Michael,
I take some issue with Sandefur:
And in a theoretical sense, it's certainly true that a society that respects no rights cannot demand respect for its rights. The problem is that this was not the case ...
That's an unsupported claim. There is evidence that the Cherokee in Georgia were engaged in the civilization process, but it is an open question whether they actually respected individual rights -- due to them still having much tribalism and mysticism. I have yet to see or hear of a Cherokee law regarding individual property rights, for instance.
To their credit In the Supreme Court case, Cherokee Nation v. Georgia, the Cherokee plaintiffs argued that if they were removed from Georgia to the west (of the Mississippi river?), then other tribes would kill them, because that's just what American Indian tribes did -- they brutally and mercilessly exterminated each other:
The place to which they removed under this last treaty is said to be exposed to incursions of hostile Indians, and that they are
engaged in constant scenes of killing and scalping, and have to wage a war of extermination with more powerful tribes, before whom they will ultimately fall.
http://www.law.cornell.edu/supct/html/historics/USSC_CR_0030_0001_ZS.html
So, the Cherokee in Georgia were scared to move west, because they had heard about the "hostile Indians" there. This doesn't prove that they weren't, themselves, hostile (or rights-violating), it just proves that they did not want to leave an area that was safer (because it was more civilized).
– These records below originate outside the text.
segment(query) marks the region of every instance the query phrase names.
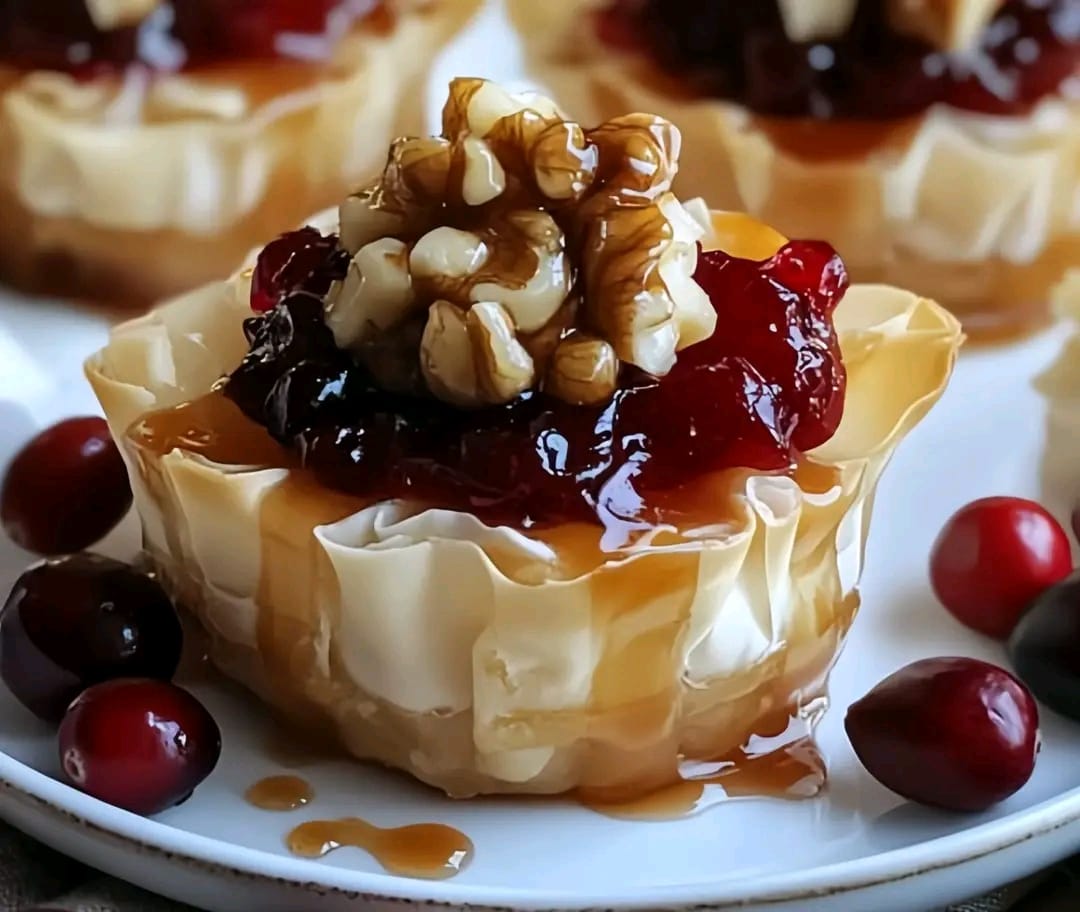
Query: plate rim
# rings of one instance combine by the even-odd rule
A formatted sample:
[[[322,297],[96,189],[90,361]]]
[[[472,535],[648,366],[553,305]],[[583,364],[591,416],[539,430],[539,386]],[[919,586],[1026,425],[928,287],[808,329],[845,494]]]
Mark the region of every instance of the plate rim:
[[[1080,786],[959,833],[937,836],[854,861],[839,861],[781,874],[610,891],[519,889],[455,881],[399,877],[386,872],[323,866],[204,836],[112,807],[0,751],[0,797],[14,799],[53,822],[75,826],[84,836],[108,839],[139,855],[152,855],[231,879],[256,880],[320,895],[365,902],[423,903],[485,912],[551,910],[720,910],[820,899],[883,886],[956,868],[1048,835],[1080,821]]]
Let me try a hypothetical. Let's say, as a thought experiment, let's say that the Cherokee in Georgia had a law that said: "If you disrespect an elder once, you get tortured, and if you do it again, you get hanged." Let's say that they had this law, this rights-violating law. Now, assuming that they had this law, what moral ground would they be on in order to argue against coming under the potentially more-civilized laws of Georgia?
And if they had laws like that, then wouldn't it be moral to deny or disparage their tribal sovereignty?